Vitamin D regulates calcium and phosphorus absorption by the intestines, and deficiency can result in only 10-15% calcium & 60% phosphorus absorption. Vitamin D also affects the healthy development of red blood cells, regulates cell growth, secretion of insulin and parathyroid hormone, and is a modulator of the immune system. So, it has an important role in anti inflammatory, neuroprotective, and cellular regulatory functions. Psorias and wound healing are improved with vitamin D via skin production, topical or supplemental forms. New research has shown that vitamin D reduces the rate of physical decline in seniors. Increasing levels resulted in improved performance speed and proximal muscle strength.

Deficiency (<20ng/ml) in utero can cause growth abnormalities and childhood skeletal deformities. Studies have shown that increased vitamin D levels in pregnancy reduced the development of offspring’s autoantibodies to cells of pancreas. Deficient levels are associated with a 30-50% increase in the risk of Colon, Prostate, and Breast cancers. Deficiency is also associated with Depression and Schizophrenia. Published studies of elderly women show that those with the lowest vitamin D levels are the first to fall; and, supplementation reduces fall risk. Osteoporosis affects one third of women in their sixties and two thirds of women over eighty. The risk of developing this disease is reduced by calcium and vitamin D supplementation. Studies have also shown that taking vitamin D reduced the risk of Multiple Sclerosis, Rheumatoid Arthritis and Osteoarthritis.

Vitamin D is now well understood to be one of the body’s best defenses against certain cancers, psychiatric conditions, skin & respiratory infections, autoimmune diseases; as well as being a major regulator of bone health and maintenance of physical performance.
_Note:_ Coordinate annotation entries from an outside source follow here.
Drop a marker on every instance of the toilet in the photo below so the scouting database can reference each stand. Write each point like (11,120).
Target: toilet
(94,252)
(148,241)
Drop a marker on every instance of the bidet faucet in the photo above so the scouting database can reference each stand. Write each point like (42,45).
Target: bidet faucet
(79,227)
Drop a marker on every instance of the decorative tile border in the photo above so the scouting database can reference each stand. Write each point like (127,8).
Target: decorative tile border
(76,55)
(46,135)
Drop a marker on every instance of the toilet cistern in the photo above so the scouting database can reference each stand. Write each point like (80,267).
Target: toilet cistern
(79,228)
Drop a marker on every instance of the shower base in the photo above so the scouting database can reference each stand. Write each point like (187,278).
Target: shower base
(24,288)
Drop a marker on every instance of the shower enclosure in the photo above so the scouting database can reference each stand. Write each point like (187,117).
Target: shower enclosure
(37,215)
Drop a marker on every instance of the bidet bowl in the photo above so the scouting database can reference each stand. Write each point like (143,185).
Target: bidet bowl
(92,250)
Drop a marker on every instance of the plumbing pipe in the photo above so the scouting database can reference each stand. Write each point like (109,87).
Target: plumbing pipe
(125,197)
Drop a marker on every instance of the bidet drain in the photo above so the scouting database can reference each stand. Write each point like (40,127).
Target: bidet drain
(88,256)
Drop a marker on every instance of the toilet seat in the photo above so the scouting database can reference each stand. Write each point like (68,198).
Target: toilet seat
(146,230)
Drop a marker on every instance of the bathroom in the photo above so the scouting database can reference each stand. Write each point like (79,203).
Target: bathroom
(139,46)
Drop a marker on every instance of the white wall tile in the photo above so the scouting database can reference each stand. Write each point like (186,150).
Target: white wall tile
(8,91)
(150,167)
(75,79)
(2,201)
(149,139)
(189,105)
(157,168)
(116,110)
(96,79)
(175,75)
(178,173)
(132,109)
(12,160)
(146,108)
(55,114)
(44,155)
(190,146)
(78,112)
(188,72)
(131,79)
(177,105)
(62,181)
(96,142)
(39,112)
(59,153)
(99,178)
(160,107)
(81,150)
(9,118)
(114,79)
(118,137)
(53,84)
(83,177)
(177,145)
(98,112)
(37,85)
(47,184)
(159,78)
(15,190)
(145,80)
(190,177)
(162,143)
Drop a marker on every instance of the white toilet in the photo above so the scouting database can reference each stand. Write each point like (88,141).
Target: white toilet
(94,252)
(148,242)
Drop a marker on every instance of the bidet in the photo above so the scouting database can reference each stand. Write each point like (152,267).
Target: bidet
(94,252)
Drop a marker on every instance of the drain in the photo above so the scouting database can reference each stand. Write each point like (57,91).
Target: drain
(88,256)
Normal levels in blood tests (25 hydroxyvitamin D) should be at least 40ng/ml. Dietary sources include salmon, mackerel, sardines, tuna, and cod liver oil (also contains vitamin A which some experts say can inhibit uptake of vitamin D). Dairy is not an adequate dietary source. Supplements are generally with calcium over the counter. The calcium citrate maleate is less likely to cause kidney stones than calcium carbonate. At least 800IU daily should be supplied by supplement. Persons found to be deficient are given 50,000IU/week for six to eight weeks, then levels are rechecked. Persons found to be insufficient are given 1000-2000IU/daily. The cost of supplementation has been estimated at 5 cents/person. This pales by comparison to the health care costs from the medical consequences of widespread deficiency. So, “move over turkey”, this Thanksgiving you may want to consider adding an oily fish to the meal of gratitude. Or, alternately, you can plan a quick Black Friday excursion closer to the equator.